President Trump on Tuesday announced that he would nominate the Colorado-based federal appellate court judge Neil Gorsuch to the Supreme Court, leaving many cannabis activists wondering how the justice would approach cannabis issues should he be confirmed.
The number of public pronouncements that Gorsuch has made on the cannabis issue have been slight. However, there are several cases that may provide clues into where he stands on the issue.
Gorsuch – who for years has served on the 10th U.S. Circuit Court of Appeals in Denver – presided over a case in 2015 in which a Colorado cannabis dispensary sought not to report details of its business dealings.
In Feinberg et al. v. IRS, the dispensary Total Health Concepts (THC) looked to not disclose to the IRS its deductions for “business expenses,” saying that the federally-illegal nature of their business would leave them open to self-incrimination.
Gorsuch ultimately ruled against the dispensary, saying it had to comply with the IRS’s requests for more information. He noted the convoluted messaging from the government should ultimately result in the dispensary disclosing its finances.
Yes, the Fifth Amendment normally shields individuals from having to admit to criminal activity. But, the IRS argued, because DOJ’s memoranda generally instruct federal prosecutors not to prosecute cases like this one the petitioners should be forced to divulge the requested information anyway.
Gorsuch went on to point out that the federal government’s decision under President Obama to work with states that had legalized cannabis may be temporary and that a new administration could just as easily overturn the directives.
It’s not clear whether informal agency memoranda guiding the exercise of prosecurotiral discretion by field prosecutors may lawfully go quite so far in displacing Congress’s policy directives as these memoranda seek to do.
There’s always a possibility, too, that the next… Deputy Attorney General could displace these memoranda at anytime.
Several years earlier, Gorsuch ruled against a couple charged with the federal crime of cannabis possession who attempted to defend their use of the substance on religious grounds.
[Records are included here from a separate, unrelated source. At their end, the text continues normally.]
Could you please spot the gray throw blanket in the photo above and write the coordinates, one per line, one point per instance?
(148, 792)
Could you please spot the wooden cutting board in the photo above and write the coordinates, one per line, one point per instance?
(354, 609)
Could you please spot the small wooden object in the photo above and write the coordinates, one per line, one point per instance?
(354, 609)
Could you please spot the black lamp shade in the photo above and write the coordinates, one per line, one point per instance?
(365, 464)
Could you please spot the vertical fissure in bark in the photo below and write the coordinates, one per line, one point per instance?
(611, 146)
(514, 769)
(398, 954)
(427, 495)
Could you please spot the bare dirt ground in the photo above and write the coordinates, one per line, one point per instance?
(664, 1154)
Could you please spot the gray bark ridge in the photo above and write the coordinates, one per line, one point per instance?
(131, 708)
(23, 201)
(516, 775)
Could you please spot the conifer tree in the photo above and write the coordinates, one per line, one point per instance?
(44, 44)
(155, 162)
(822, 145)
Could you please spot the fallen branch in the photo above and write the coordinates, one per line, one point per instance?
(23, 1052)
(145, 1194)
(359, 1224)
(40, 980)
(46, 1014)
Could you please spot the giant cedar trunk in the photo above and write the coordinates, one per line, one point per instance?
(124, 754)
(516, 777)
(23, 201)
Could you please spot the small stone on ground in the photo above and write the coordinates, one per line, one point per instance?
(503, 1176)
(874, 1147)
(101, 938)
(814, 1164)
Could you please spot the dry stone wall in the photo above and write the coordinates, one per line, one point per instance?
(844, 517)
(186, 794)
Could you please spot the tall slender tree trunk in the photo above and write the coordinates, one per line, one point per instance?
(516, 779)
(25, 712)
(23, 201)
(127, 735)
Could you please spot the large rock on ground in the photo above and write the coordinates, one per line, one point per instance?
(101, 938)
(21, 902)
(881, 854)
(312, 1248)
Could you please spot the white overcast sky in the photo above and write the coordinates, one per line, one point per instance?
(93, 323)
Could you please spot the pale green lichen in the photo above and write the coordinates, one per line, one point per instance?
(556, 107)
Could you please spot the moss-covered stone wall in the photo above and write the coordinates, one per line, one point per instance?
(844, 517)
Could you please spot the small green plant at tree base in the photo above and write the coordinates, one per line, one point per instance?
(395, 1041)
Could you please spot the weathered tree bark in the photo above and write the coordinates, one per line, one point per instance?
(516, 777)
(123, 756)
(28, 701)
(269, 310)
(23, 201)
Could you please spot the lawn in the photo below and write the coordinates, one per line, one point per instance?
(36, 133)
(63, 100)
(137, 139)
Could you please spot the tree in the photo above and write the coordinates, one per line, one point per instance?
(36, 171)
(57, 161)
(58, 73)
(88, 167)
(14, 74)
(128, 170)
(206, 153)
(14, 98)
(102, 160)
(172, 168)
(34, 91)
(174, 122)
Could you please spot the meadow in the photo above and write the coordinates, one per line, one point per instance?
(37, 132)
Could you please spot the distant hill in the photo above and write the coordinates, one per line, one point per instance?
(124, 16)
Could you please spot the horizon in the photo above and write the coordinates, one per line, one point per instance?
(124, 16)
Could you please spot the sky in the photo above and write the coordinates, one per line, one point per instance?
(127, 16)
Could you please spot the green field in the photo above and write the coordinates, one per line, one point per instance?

Gorsuch ruled in U.S. v. Daniel and Mary Quaintance that he did not believe the couple was being truthful in their invocation oft eh Religious Freedom Restoration Act, saying that they were instead likely motivated by monetary gain.
[N]umerous pieces of evidnece in this case strongly suggest that the [couple’s] marijuana dealings were motivated by commercial or secular motives rather than sincere religious conviction.
In perhaps his most head-scratching cannabis-related ruling, Gorsuch ruled in a 2013 case that a law enforcement officer was “reasonable” in having fatally tasered a person fleeing an arrest for cannabis.
In Wilson v. City of Lafayette, Gorsuch maintained that those who grow cannabis are often found to be dangerous, thereby ruling it to be understandable if such a person were to be tasered for their activities.
Officer Harris testified, without rebuttal, that he had been trained that people who grow marijuana illegally tend to be armed and ready to use force to protect themselves and their unlawful investments.